Source – Return to Nothing (Pavement Entertainment)Tuesday, 4th October 2016
“Consciousness based music through the exploration of flotation tanks, philosophy, meditation, yoga, and other embodiment and mindfulness practices.” My, that’s a mouthful, even for our mouthy, sometimes malarkey-addled scene. Source are a progressive metal trio from Boulder, CO. who take noticeable cues from Tool, although there’s hardly the innate weirdness, off-time stalling, and darkness. Source does have some seriously long, if not bloated songs, some of which should be stripped down to make concise, more impactful numbers, thus identifying the biggest issue with Return to Nothing.

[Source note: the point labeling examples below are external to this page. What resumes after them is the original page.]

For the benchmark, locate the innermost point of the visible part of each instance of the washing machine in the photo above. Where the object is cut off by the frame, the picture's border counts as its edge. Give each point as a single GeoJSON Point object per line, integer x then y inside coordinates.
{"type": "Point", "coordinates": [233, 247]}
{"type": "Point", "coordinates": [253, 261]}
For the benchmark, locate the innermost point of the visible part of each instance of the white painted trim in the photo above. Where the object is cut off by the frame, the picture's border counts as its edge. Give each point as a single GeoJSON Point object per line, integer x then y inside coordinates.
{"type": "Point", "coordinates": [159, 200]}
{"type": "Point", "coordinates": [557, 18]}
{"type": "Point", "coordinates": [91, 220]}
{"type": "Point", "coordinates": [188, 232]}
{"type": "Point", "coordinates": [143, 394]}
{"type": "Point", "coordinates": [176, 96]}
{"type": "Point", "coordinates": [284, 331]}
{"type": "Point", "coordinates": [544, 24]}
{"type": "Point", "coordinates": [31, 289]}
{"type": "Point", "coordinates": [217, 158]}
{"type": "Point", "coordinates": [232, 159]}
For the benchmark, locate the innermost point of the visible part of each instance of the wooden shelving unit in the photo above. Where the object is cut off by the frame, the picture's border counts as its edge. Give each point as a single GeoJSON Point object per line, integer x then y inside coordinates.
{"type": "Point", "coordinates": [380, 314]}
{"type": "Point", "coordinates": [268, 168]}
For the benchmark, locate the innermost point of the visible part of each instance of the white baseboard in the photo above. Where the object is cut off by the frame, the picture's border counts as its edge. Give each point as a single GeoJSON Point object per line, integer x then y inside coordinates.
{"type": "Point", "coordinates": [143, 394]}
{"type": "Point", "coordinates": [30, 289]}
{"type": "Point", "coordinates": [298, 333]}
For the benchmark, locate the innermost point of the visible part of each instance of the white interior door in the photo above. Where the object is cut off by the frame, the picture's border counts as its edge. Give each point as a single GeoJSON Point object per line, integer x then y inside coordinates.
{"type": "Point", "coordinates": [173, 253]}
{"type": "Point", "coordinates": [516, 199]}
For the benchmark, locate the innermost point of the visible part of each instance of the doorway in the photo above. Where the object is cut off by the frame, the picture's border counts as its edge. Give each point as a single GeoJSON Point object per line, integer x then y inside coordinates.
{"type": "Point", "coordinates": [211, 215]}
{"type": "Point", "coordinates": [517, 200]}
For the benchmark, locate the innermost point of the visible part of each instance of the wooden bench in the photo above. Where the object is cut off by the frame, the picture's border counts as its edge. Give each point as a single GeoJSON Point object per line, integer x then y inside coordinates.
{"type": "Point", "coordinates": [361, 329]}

Fundamentally, Source have it down. Ben Gleason is a seasoned, easy-on-the-ears clean vocalist, with a radio-friendly touch to boot. The band’s rhythm section (comprised of drummer Georges Octobous and bassist Dan Crisafulli) is air-tight, able to hold down a tribal rumble and double-bass pairings in one fell swoop. More often than not, you get through the first verse and chorus and become drawn in—it happens on the gliding “The Essence,” the driving title track, and slippery “The Serpent,” which provides the best example of Source’s quality rhythm section. But, the band has no filter or identifier as to when to cut a song off. Almost all of these tunes are either eight, nine, or ten minutes long, but do not resemble the riff pile-ons that come from the progressive death metal scene. Instead, Source rarely deviates from a song’s origins, naturally causing them to drag on. (This scribe thought he nearly done with the album, but instead found himself on the title track, which is the fifth song in the running order.)
In what could have been a taut, immediate offering, Return to Nothing is nearly done in by its laborious tendencies. Make no mistake—Source are of quality, but someone needs to start bringing a stopwatch to rehearsal.